The percentage of Millennials with mutual funds also rose from 54 per cent to 59 per cent during this time, whereas the other generations remained relatively flat.
Guillette says: “One more interesting tidbit might be that men investors are more likely to hold ETFs than women (38 per cent vs 34 per cent), while women investors are significantly more likely than men to own mutual funds (73 per cent vs 65 per cent).”
He makes one final comment on the overarching theme of democratisation.
“Many of the bullets in our release point to the fact that more new investors than ever before are entering the marketplace. We’ve seen this particularly with the increase in mass market investors (<USD100k investable assets) that now account for 40 per cent of investing HHs (up from 30 per cent in 2017) and Millennials (born 1981 – 1996) who now account for 16 per cent of investors (up from 9 per cent in 2017).

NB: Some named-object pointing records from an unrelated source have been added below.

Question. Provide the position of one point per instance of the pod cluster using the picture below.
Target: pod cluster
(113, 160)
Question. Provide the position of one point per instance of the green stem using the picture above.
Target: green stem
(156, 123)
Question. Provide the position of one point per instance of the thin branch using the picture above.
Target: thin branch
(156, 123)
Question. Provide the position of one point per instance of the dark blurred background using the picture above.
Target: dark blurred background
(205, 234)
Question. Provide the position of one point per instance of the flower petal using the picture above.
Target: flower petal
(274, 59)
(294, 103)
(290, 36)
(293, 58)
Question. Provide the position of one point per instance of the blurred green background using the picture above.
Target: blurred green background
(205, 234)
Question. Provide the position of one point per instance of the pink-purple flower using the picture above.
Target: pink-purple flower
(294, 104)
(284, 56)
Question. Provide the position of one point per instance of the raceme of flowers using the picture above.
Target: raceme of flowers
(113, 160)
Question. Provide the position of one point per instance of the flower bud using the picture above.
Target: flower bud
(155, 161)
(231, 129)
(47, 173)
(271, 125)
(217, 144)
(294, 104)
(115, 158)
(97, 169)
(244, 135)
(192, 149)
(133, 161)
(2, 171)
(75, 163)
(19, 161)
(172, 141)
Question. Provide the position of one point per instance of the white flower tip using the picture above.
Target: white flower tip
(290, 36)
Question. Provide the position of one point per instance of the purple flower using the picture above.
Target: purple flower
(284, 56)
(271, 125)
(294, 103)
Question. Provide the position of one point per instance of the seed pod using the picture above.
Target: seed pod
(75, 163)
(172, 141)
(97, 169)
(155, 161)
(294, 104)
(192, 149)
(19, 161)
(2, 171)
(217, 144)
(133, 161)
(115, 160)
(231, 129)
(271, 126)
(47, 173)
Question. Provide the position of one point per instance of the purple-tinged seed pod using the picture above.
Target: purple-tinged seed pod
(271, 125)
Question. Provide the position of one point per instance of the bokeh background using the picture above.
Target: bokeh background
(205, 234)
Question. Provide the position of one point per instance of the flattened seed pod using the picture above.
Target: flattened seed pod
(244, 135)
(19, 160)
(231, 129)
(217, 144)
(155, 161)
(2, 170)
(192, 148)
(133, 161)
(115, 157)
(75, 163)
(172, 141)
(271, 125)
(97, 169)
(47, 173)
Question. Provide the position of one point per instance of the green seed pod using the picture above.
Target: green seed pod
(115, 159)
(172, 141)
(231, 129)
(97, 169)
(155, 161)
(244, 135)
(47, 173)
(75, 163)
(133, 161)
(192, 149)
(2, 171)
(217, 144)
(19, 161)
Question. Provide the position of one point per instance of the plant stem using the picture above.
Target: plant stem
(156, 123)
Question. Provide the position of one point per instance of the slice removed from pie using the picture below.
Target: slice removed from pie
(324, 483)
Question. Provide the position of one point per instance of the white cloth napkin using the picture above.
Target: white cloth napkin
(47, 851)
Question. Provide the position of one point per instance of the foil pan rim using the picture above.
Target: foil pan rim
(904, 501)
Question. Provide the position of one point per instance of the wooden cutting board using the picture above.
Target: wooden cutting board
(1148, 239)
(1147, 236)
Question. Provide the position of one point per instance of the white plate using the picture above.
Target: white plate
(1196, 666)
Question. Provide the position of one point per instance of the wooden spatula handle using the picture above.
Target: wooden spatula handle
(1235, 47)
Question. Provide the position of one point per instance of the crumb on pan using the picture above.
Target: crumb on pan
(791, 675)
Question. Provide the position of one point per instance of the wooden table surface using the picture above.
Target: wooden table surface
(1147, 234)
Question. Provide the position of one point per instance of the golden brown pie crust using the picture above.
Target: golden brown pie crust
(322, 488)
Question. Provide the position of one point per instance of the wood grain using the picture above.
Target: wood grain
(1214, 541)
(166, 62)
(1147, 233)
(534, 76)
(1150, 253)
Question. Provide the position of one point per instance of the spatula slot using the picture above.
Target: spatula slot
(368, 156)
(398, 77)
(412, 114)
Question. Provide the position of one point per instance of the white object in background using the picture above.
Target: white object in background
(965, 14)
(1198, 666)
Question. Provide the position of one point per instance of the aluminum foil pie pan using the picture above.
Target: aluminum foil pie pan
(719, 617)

“No other wealth or generational segment has witnessed these increases. The rise of these new tech-enabled investors is being driven by a confluence of factors including near zero interest rates, fractional shares, trading apps and zero commissions. With lots of newbie investors, the industry has an opportunity to provide digital advice at scale. But, with democratisation comes responsibility for the industry, including helping to educate large swaths of first time investors to help ensure prudent outcomes.”